Saturday 12th November
When I was a little girl, shortly after landing back in England and moving to Putney I joined the Brownies. Well, in reality, Grandma enrolled me in the Brownies – she thought it would do me good “It will buck you up Catherine, and you will meet lots of girls of your own age.” I really did not like the Brownies that much, I couldn’t understand what all the stuff about Uniforms and being in a Pack meant, to me it was just another part of this enforced culture being shoved down my throat. I was a very reluctant Brownie, I didn’t mix with the other girls and used to miss it quite a few weeks, skulking in my bedroom and hoping Grandma didn’t remember it was Brownies night. But I can remember twice taking part in Remembrance Sunday marches, I was only eight or nine and though the war was fresh in all our collective memories I had been born just after it ended, so I couldn’t really understand what all the fuss was about. How strange to be celebrating all those who had fallen, (died of course, but fallen sounded more poetic) as if War itself was something heroic. We were formed into rows about six wide and had to wait in the cold and drizzle until it was our turn to join in, behind the cubs and before the Boys Brigade, then we had to walk along the High Street, lined with onlookers in dark coats and umbrellas, and to the Memorial gates where we were again sorted into groups, us brownies quite near the front. There was a ceremony with laying of wreaths and a trumpet solo, and then slowly everyone left. I don’t suppose that at that age I thought about it that much, the horror of war and dying for ones’ country were not things that a nine year old girl normally dwells upon.

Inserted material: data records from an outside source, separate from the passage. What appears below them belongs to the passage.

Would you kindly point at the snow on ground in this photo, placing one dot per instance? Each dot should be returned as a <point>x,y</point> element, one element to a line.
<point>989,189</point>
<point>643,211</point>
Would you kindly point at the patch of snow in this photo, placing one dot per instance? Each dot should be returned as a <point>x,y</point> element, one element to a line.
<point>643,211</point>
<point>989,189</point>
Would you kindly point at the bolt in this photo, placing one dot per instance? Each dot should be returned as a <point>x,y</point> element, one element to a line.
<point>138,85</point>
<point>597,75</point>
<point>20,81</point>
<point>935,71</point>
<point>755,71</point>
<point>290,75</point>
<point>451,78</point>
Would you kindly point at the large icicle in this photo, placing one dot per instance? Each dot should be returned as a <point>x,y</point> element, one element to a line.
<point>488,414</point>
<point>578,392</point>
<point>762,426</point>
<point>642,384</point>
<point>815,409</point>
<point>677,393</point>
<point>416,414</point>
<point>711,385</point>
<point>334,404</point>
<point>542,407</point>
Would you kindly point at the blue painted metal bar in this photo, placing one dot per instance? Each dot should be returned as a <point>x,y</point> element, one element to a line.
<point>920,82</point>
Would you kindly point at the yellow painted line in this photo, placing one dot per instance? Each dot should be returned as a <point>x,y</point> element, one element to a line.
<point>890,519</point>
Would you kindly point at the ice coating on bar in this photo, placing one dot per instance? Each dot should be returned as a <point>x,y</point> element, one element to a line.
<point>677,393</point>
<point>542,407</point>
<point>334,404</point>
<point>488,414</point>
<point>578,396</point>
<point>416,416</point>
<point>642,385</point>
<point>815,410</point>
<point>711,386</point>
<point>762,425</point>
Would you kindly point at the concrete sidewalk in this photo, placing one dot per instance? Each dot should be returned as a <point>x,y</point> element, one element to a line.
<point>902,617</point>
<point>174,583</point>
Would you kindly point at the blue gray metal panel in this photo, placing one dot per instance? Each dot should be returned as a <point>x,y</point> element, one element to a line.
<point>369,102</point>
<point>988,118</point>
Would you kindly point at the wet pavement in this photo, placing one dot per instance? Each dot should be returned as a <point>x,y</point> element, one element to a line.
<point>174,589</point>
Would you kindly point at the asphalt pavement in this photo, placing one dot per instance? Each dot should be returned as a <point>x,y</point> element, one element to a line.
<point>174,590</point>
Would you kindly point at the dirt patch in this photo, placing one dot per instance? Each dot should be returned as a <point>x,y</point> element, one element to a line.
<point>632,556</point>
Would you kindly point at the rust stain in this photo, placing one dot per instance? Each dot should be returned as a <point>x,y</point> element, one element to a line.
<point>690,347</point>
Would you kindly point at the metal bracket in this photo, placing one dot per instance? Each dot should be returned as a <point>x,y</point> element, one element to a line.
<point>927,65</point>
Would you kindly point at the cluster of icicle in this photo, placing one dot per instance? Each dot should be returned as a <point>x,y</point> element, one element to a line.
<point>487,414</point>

At school I always quite liked poetry but was more interested In the mechanics of metre and rhyme than the sense of the thing, but at about fourteen I started reading Wilfred Owen and Siegfried Sassoon and the other War Poets and it suddenly hit me, what all the fuss was about. The suffering of the troops, especially in the First World War in the trenches, and the horrendous casualty rates, had been so traumatic that society had more or less renounced War forever. And one just cannot imagine the true horror of that war, as poorly educated farm boys were shipped off to tramp in fields of mud and sulphurous gases and knowing they were just waiting their turn to go over the top and face a hail of bullets. Incredible then, that we managed to stumble into the Second War in a generation, and so soon after too. And I see the observance of Armistice Day and Remembrance Sunday parades as a sort of collective shame that we have failed those who fell in former Wars, by not ensuring there will never be any more War. And yet we still continue, here In the twenty-first Century to send young men, hardly more than boys off to War; and though we might hide behind UN resolutions, (or in the case of Iraq, the lack of one) we simply do not learn the lessons of history, that War solves nothing that could not have been sorted out by talking instead of shooting. So, as Messrs Cameron, Clegg and Milliband will be laying their wreaths tomorrow at the Cenotaph with heads bowed and serious faces, they will happily commit even more young men and women to die in maybe Syria or Iran, or wherever they might decide in the near future. Because for all the bowed heads and wreaths the simple truth is that the dead cannot speak.